Moo2 had tak combat - gc2 does not.
there was definitely more variety with weapons and planetary defences with moo2
And if i was coldly cynical and really nasty most of the best concepts in gc2 were boldly taken from Moo2. All that gc2 has added to the pot is lego ship building and better graphics.

Atari A.K.A. Infogrames hear me NOW! Remake MOO2, you won't regret it. All you need to do is improve the AI and the graphics and some more nice features would be cool too. Do this and the sin that is/was MOO3 will be forgotten!

later
Reply #7 Top
Just in case you want to once again play Star Control 2, you can get a nice version of the game from http://sc2.sourceforge.net/ . I am pretty sure that that version of the game plays all the way through.

The group that made SC1 and SC2 did NOT make SC3. Much like MOO, SC3 was 'upgraded' graphically and basically made that game a total waste of time.
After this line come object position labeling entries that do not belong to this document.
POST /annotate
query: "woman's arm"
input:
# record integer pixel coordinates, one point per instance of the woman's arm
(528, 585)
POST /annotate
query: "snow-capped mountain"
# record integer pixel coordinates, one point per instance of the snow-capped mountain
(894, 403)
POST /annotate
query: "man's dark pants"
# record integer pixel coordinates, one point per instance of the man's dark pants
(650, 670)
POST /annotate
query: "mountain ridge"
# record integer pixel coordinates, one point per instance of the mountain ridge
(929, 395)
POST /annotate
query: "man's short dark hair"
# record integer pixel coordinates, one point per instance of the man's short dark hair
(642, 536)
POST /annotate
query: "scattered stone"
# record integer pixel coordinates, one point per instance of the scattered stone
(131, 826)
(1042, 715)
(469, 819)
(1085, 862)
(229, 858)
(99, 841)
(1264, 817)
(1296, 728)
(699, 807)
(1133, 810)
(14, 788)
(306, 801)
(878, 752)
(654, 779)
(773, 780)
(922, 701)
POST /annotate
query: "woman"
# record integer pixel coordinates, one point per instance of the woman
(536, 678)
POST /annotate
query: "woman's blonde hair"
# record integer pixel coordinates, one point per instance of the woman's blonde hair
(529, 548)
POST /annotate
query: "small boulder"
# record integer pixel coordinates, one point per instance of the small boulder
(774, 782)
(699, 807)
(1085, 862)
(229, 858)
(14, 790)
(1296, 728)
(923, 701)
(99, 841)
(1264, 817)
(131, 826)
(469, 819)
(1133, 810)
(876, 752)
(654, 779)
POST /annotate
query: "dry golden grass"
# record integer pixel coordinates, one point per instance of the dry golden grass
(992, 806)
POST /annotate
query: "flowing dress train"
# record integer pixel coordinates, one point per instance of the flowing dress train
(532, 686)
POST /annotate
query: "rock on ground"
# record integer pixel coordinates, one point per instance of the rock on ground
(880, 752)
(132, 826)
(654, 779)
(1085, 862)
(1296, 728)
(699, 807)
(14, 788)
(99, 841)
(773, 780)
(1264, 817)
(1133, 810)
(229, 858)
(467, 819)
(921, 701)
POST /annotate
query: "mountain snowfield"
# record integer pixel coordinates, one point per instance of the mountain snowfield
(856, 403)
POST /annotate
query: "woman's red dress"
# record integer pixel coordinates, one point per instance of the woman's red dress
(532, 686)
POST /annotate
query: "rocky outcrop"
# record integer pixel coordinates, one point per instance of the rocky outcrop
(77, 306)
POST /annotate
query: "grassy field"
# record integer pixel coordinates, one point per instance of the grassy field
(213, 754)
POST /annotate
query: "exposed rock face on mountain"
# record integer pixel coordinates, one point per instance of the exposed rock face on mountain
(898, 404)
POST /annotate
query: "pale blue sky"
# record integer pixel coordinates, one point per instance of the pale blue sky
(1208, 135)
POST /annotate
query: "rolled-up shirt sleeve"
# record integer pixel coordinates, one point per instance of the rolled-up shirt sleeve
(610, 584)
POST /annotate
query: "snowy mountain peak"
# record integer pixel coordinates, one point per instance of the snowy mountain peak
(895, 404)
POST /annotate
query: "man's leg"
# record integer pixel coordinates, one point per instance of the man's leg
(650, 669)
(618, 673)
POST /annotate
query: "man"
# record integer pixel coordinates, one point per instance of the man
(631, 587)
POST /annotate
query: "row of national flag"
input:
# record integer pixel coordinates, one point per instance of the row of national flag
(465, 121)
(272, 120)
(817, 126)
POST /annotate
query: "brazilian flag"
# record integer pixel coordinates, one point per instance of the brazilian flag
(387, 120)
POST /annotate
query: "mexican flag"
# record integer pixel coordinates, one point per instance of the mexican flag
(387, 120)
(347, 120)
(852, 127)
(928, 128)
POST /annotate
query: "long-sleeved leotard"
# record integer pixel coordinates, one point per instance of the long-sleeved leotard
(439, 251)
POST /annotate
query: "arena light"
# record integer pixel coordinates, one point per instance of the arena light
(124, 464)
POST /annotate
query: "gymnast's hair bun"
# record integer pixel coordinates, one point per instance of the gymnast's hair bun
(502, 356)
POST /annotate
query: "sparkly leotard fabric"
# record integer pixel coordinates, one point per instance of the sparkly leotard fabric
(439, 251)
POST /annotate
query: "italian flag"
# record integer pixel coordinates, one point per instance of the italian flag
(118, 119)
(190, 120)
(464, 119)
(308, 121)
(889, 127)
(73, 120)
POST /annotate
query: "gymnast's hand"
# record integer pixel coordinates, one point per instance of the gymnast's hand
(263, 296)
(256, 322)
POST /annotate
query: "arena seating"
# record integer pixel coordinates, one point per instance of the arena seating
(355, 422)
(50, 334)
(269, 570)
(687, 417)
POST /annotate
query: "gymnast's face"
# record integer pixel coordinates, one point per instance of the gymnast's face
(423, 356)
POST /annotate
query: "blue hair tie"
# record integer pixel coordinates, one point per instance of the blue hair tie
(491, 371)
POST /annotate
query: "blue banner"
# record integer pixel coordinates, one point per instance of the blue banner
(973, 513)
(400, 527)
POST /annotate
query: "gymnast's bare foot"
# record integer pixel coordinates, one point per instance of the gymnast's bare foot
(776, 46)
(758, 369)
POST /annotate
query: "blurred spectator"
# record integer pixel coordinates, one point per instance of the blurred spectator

The one thing that made SC2 so interesting was the player controlled combat and melee modes. Check it out and see what you think.

SpZ
Reply #8 Top
Yeah, it's Star Control 2. Starflight didn't have a "mothership" that you upgraded, and the first Star Control didn't have resource gathering with planetary landers.
Reply #9 Top
Hey thanks for the link!

Off to find the Snathi homeworld, now that we have the coordinates

Moo2 had tak combat - gc2 does not.
there was definitely more variety with weapons and planetary defences with moo2
And if i was coldly cynical and really nasty most of the best concepts in gc2 were boldly taken from Moo2. All that gc2 has added to the pot is lego ship building and better graphics.

MOO2 did have tactical combat, but the AI couldn't use it. I always went tactical, because I would win far more games by planning how far away to be at the end of each turn...Or was that Space Empires IV?

I didn't like the tactical combat in MOO3; I always set it for automatic, so that my ships would launch fighters and missiles. Nor was it a good idea to force a player to choose to fight/flee without any information on who is engaging in battle. It was also poor design to insist that players assign this type of ship to this 'ring' and have so many of that type of ship in a fleet--the programmers were "playing" for the players. Then the players had to create hack ships that say they are one thing, but are loaded to be another. MOO3 sucked.

GalCiv2 has added, as was derisively noted, the best implementation of ship building that has been built so far; a definite step foreward. It has also lost some of the better features of GalCiv-1 during the transition to pretty graphics. Not so good.

Could someone else do a better job with GalCiv2? Not likely. Look what happened to Starfleet Command. SFC was nerfed into a first person shooter by a different team.